The median for administration frequency and the median FVIII dose per kilogramme per week (FVIII/kg/week) for SHL-FVIII were 3.0 (IQR: 2.0–3.0) and 70.2 (IQR: 55.1–82.7) IU/kg/week, respectively. For PEG-FVIII, the median frequency of administration was 2.0 (IQR: 2.0–2.0) and the median FVIII dose per kilogramme per week was 52.2 (IQR: 45.1–66.5) IU/kg/week. Following the switch, dosing frequency (P < .001) and dose per kilogramme per week (P < .001) were significantly reduced. The median reductions were 30.0% in frequency (IQR: 0.0%–33.3%) and 19.7% in dose per kilogramme per week (IQR: 4.1%–35.8%) IU/kg/week, avoiding 44.3 infusions per patient per year (IQR: 0.0–52.1). The prophylaxis regimens and target trough levels for SHL-FVIII and PEG-FVIII are detailed in Table 2.

Table 2.

Comparison between standard half-life factor VIII and pegylated extended half-life factor VIII on frequency of administration and target trough level achieved.

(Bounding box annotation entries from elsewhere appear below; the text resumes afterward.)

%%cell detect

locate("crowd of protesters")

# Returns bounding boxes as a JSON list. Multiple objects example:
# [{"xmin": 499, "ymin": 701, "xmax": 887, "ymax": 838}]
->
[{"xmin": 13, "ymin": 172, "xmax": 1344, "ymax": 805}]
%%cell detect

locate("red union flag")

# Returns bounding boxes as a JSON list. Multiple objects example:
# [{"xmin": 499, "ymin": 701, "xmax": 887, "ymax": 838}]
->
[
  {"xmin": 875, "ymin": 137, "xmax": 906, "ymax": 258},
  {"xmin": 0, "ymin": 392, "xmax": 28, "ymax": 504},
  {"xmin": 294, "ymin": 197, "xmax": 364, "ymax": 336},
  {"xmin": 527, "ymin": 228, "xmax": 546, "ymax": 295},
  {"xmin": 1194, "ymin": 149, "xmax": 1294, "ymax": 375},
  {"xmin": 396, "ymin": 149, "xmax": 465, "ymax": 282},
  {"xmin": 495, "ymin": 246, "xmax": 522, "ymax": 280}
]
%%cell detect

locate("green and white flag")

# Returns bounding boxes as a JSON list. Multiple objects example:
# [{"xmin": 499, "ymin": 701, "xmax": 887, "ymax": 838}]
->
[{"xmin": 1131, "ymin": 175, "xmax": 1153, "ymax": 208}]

Parameters	FVIII-SHL	PEG-FVIII
Parameters	(n = 38)	(n = 38)
Frequency of administration (n)
Every 7 days	0	2
Every 5 days	1	5
Twice/week	13	25
Every 72 h	1	2
3 times/week	20	2
Every 48 h	2	2
Every 24 h	1	0

Target trough level (n)
1%–3%	21	10
3%–5%	6	5
5%–15%	7	21
>15%	4	2

FVIII-SHL; standard half-life factor VIII; PEG-FVIII: pegylated extended half-life factor VIII.

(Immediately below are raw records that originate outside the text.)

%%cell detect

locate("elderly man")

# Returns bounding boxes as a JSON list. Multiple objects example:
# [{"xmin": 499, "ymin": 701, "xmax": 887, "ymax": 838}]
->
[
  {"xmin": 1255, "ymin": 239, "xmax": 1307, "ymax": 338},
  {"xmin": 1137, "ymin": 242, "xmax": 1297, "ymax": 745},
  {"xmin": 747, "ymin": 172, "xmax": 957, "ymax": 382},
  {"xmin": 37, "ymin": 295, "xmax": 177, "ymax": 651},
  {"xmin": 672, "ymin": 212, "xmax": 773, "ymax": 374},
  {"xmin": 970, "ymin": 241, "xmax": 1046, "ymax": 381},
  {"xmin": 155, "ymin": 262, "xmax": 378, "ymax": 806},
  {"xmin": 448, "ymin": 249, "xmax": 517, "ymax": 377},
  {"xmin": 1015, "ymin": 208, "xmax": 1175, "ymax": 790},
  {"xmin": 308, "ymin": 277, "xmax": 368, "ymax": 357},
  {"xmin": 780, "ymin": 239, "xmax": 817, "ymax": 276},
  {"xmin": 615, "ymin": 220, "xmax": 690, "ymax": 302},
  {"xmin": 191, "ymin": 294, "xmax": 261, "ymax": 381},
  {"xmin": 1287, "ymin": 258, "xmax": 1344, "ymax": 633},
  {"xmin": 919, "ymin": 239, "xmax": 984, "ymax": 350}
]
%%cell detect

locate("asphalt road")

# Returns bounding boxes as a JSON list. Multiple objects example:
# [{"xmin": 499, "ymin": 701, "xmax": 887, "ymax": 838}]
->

After switching to PEG-FVIII, all PK parameters improved significantly with median t1/2 and AUC ratios of 1.5 and 1.9, respectively (Table 3 and Figs. 1 and 2). Clinical improvements were also achieved with PEG-FVIII, with lower ABR (P = .006) and AJBR (P = .003), and more patients with zero total (42.1% vs. 76.3%) and joint (60.5% vs. 86.8%) bleeding. Improvements in joint health were seen in HJHS (23.0 vs. 21.0; P = .017) and patients with target joints (10.5%) resolved after the switch.

Table 3.

Comparison of pharmacokinetic parameters and variables analysed after switching from standard half-life factor VIII to pegylated extended half-life factor VIII.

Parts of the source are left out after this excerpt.